Geometric intuition for flat morphisms
I'm trying to develop some geometric intuition for what it means for a morphism of schemes to be flat. The definition of flatness in Hartshorne says (if I'm correct) that a morphism $f: X \to Y$ is flat iff pullbacks of SESs of quasicoherent sheaves on $Y$ are exact on $X$. But this is very algebraic, and not at all easy to visualise!
The most helpful thing I've found in Hartshorne is Prop. 9.7: If (for instance) $X$ and $Y$ are varieties and $Y$ is smooth of dimension 1, then $f$ is flat iff the image of every irreducible component of $X$ is dense in $Y$. Thus the irreducible components of $X$ lie "flat" over $Y$, hence the terminology.
But what if $Y$ is of dimension bigger than 1? What is the intuition for flatness now?
And is there another way to think about flat morphisms which is more intuitive altogether?
Solution 1:
Here is a hotch-potch of examples, counterexamples, theorems, ... which I plagiarized adapted from the answer by some guy with a complicated name to the analogous question for complex analytic spaces.

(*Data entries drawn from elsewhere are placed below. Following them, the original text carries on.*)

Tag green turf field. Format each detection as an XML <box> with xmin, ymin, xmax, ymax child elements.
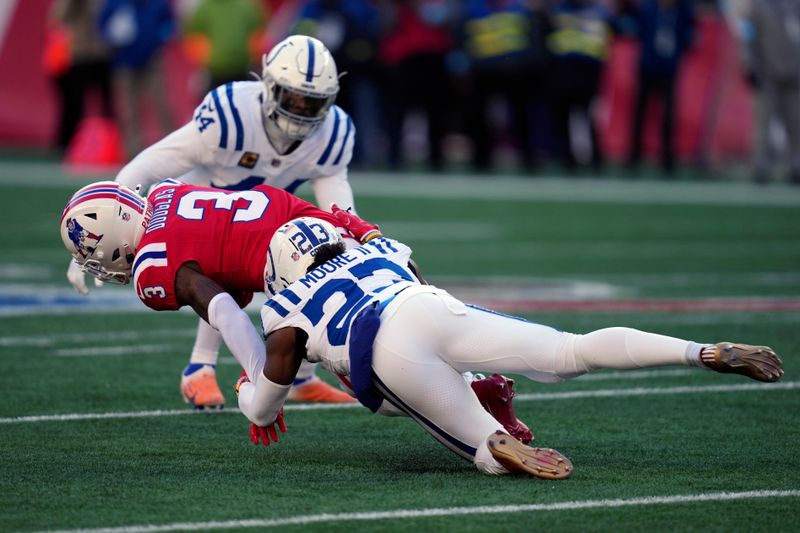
<box><xmin>1</xmin><ymin>166</ymin><xmax>799</xmax><ymax>532</ymax></box>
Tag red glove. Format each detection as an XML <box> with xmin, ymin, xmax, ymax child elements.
<box><xmin>234</xmin><ymin>369</ymin><xmax>249</xmax><ymax>396</ymax></box>
<box><xmin>249</xmin><ymin>409</ymin><xmax>287</xmax><ymax>446</ymax></box>
<box><xmin>331</xmin><ymin>203</ymin><xmax>383</xmax><ymax>243</ymax></box>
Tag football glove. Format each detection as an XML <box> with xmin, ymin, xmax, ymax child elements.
<box><xmin>330</xmin><ymin>203</ymin><xmax>383</xmax><ymax>243</ymax></box>
<box><xmin>234</xmin><ymin>369</ymin><xmax>250</xmax><ymax>396</ymax></box>
<box><xmin>67</xmin><ymin>258</ymin><xmax>103</xmax><ymax>295</ymax></box>
<box><xmin>249</xmin><ymin>409</ymin><xmax>287</xmax><ymax>446</ymax></box>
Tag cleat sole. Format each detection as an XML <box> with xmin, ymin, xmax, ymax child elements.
<box><xmin>488</xmin><ymin>430</ymin><xmax>573</xmax><ymax>480</ymax></box>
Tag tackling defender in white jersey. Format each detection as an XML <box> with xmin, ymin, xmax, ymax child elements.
<box><xmin>65</xmin><ymin>35</ymin><xmax>358</xmax><ymax>407</ymax></box>
<box><xmin>234</xmin><ymin>212</ymin><xmax>783</xmax><ymax>479</ymax></box>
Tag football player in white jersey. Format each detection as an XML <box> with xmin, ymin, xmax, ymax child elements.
<box><xmin>65</xmin><ymin>35</ymin><xmax>359</xmax><ymax>408</ymax></box>
<box><xmin>234</xmin><ymin>212</ymin><xmax>783</xmax><ymax>479</ymax></box>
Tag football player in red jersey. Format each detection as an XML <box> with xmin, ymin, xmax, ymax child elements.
<box><xmin>59</xmin><ymin>180</ymin><xmax>534</xmax><ymax>443</ymax></box>
<box><xmin>60</xmin><ymin>180</ymin><xmax>360</xmax><ymax>407</ymax></box>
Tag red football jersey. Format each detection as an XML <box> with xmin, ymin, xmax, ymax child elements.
<box><xmin>132</xmin><ymin>181</ymin><xmax>340</xmax><ymax>311</ymax></box>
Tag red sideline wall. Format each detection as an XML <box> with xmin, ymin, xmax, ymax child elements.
<box><xmin>0</xmin><ymin>2</ymin><xmax>753</xmax><ymax>163</ymax></box>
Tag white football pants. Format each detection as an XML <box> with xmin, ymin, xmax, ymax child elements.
<box><xmin>370</xmin><ymin>288</ymin><xmax>704</xmax><ymax>475</ymax></box>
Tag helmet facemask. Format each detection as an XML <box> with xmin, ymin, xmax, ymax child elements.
<box><xmin>268</xmin><ymin>83</ymin><xmax>336</xmax><ymax>140</ymax></box>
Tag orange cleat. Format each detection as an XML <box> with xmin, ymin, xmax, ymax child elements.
<box><xmin>180</xmin><ymin>364</ymin><xmax>225</xmax><ymax>410</ymax></box>
<box><xmin>286</xmin><ymin>377</ymin><xmax>356</xmax><ymax>403</ymax></box>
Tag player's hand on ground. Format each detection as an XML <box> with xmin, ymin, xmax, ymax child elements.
<box><xmin>249</xmin><ymin>409</ymin><xmax>287</xmax><ymax>446</ymax></box>
<box><xmin>330</xmin><ymin>203</ymin><xmax>382</xmax><ymax>243</ymax></box>
<box><xmin>67</xmin><ymin>259</ymin><xmax>102</xmax><ymax>295</ymax></box>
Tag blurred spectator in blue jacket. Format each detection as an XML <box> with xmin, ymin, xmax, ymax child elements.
<box><xmin>548</xmin><ymin>0</ymin><xmax>612</xmax><ymax>172</ymax></box>
<box><xmin>379</xmin><ymin>0</ymin><xmax>455</xmax><ymax>171</ymax></box>
<box><xmin>295</xmin><ymin>0</ymin><xmax>385</xmax><ymax>168</ymax></box>
<box><xmin>99</xmin><ymin>0</ymin><xmax>176</xmax><ymax>156</ymax></box>
<box><xmin>457</xmin><ymin>0</ymin><xmax>554</xmax><ymax>171</ymax></box>
<box><xmin>626</xmin><ymin>0</ymin><xmax>695</xmax><ymax>175</ymax></box>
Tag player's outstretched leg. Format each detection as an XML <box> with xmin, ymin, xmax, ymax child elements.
<box><xmin>486</xmin><ymin>430</ymin><xmax>573</xmax><ymax>480</ymax></box>
<box><xmin>702</xmin><ymin>343</ymin><xmax>783</xmax><ymax>382</ymax></box>
<box><xmin>180</xmin><ymin>363</ymin><xmax>225</xmax><ymax>410</ymax></box>
<box><xmin>471</xmin><ymin>374</ymin><xmax>534</xmax><ymax>444</ymax></box>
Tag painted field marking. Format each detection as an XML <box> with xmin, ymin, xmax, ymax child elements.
<box><xmin>35</xmin><ymin>489</ymin><xmax>800</xmax><ymax>533</ymax></box>
<box><xmin>0</xmin><ymin>328</ymin><xmax>196</xmax><ymax>347</ymax></box>
<box><xmin>476</xmin><ymin>298</ymin><xmax>800</xmax><ymax>313</ymax></box>
<box><xmin>54</xmin><ymin>344</ymin><xmax>177</xmax><ymax>357</ymax></box>
<box><xmin>6</xmin><ymin>166</ymin><xmax>800</xmax><ymax>205</ymax></box>
<box><xmin>575</xmin><ymin>368</ymin><xmax>694</xmax><ymax>381</ymax></box>
<box><xmin>514</xmin><ymin>380</ymin><xmax>799</xmax><ymax>401</ymax></box>
<box><xmin>2</xmin><ymin>381</ymin><xmax>796</xmax><ymax>425</ymax></box>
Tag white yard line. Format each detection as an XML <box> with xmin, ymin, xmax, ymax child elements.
<box><xmin>575</xmin><ymin>368</ymin><xmax>694</xmax><ymax>381</ymax></box>
<box><xmin>54</xmin><ymin>344</ymin><xmax>177</xmax><ymax>357</ymax></box>
<box><xmin>0</xmin><ymin>329</ymin><xmax>196</xmax><ymax>347</ymax></box>
<box><xmin>34</xmin><ymin>489</ymin><xmax>800</xmax><ymax>533</ymax></box>
<box><xmin>3</xmin><ymin>167</ymin><xmax>800</xmax><ymax>205</ymax></box>
<box><xmin>1</xmin><ymin>381</ymin><xmax>796</xmax><ymax>425</ymax></box>
<box><xmin>515</xmin><ymin>380</ymin><xmax>799</xmax><ymax>401</ymax></box>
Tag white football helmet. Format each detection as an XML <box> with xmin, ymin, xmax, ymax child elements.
<box><xmin>60</xmin><ymin>181</ymin><xmax>147</xmax><ymax>285</ymax></box>
<box><xmin>265</xmin><ymin>217</ymin><xmax>342</xmax><ymax>295</ymax></box>
<box><xmin>261</xmin><ymin>35</ymin><xmax>339</xmax><ymax>140</ymax></box>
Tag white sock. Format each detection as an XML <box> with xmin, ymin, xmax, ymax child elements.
<box><xmin>293</xmin><ymin>359</ymin><xmax>317</xmax><ymax>386</ymax></box>
<box><xmin>190</xmin><ymin>318</ymin><xmax>222</xmax><ymax>366</ymax></box>
<box><xmin>473</xmin><ymin>438</ymin><xmax>510</xmax><ymax>475</ymax></box>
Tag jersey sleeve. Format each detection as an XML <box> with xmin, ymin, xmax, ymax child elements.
<box><xmin>310</xmin><ymin>170</ymin><xmax>356</xmax><ymax>213</ymax></box>
<box><xmin>312</xmin><ymin>106</ymin><xmax>355</xmax><ymax>180</ymax></box>
<box><xmin>192</xmin><ymin>83</ymin><xmax>247</xmax><ymax>155</ymax></box>
<box><xmin>132</xmin><ymin>242</ymin><xmax>180</xmax><ymax>311</ymax></box>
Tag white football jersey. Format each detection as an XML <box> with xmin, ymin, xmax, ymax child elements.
<box><xmin>188</xmin><ymin>81</ymin><xmax>354</xmax><ymax>192</ymax></box>
<box><xmin>115</xmin><ymin>81</ymin><xmax>355</xmax><ymax>204</ymax></box>
<box><xmin>260</xmin><ymin>238</ymin><xmax>418</xmax><ymax>377</ymax></box>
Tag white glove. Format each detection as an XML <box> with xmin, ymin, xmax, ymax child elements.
<box><xmin>67</xmin><ymin>259</ymin><xmax>103</xmax><ymax>295</ymax></box>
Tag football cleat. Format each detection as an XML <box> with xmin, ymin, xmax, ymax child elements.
<box><xmin>180</xmin><ymin>364</ymin><xmax>225</xmax><ymax>410</ymax></box>
<box><xmin>471</xmin><ymin>374</ymin><xmax>534</xmax><ymax>444</ymax></box>
<box><xmin>487</xmin><ymin>430</ymin><xmax>573</xmax><ymax>480</ymax></box>
<box><xmin>703</xmin><ymin>343</ymin><xmax>783</xmax><ymax>382</ymax></box>
<box><xmin>286</xmin><ymin>376</ymin><xmax>356</xmax><ymax>403</ymax></box>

I hope they will give you some intuition for flatness, that "riddle that comes out of algebra, but which technically is the answer to many prayers" (Mumford, Red Book, page 214).
Let $f:X\to Y$ be a scheme morphism, locally of finite presentation. Then:
a) $f$ smooth $\implies$ $f$ flat.
b) $f$ flat $\implies$ $f$ open (i.e. sends open subsets to open subsets).
Beware however that the natural morphism $\operatorname {Spec}\mathbb Q \to \operatorname {Spec} \mathbb Z$ is flat and yet not open: this is because it is not locally of finite presentation.
c) Open immersions are flat.
d) However general open maps need not be flat. A counterexample is: $$\operatorname {Spec k}\to \operatorname {Spec} k[\epsilon]=\operatorname {Spec} \frac {k[T]}{\langle T^2\rangle }$$
e) The normalization $X=Y^{\operatorname {nor}}\to Y$ of a non-normal scheme is NEVER flat.
For example the normalization of the cusp $C=V(y^2-x^3)\subset \mathbb A^2$ :$$\mathbb A^1\to C:t\mapsto (t^2,t^3)$$ is not a flat morphism.
f) A closed immersion it is NEVER flat, unless it is also an open immersion [cf. c)].
g) If $X,Y$ are regular and $f:X\to Y$ is finite and surjective, then $f$ is flat.
for example the projection of the parabola $y=x^2$ onto the $y$-axis is flat, even though one fiber is single point (but a non reduced one!) while the other fibers have two points (both reduced).
As another illustration, every non constant morphism between smooth projective curves is flat.
h) If $Y$ is integral and $X\subset Y\times \mathbb P^n$ is a closed subscheme, the projection $X\to Y$ is flat if and only if all fibers $X_y=\operatorname {Spec}\kappa(y)\times X$ ($y$ closed in $Y$) have the same Hilbert polynomial.
In particular the fibers must have the same dimension, so that for example the blow-up morphism $\widetilde {\mathbb P^n}\to \mathbb P^n$ of $\mathbb P^n$ at a point $O$ is not flat, since all fibers are a single point, except the fiber at $O$ which is a $\mathbb P^{n-1}$.
Notice how the morphism $\operatorname {Spec k}\to \operatorname {Spec} k[\epsilon]$ evoked above (for which you have only one fiber!) yields a counterexample to g) if you do not assume $Y$ reduced.
This very general result h) (which is at the heart of the theory of Hilbert schemes) might be the best illustration of what flatness really means.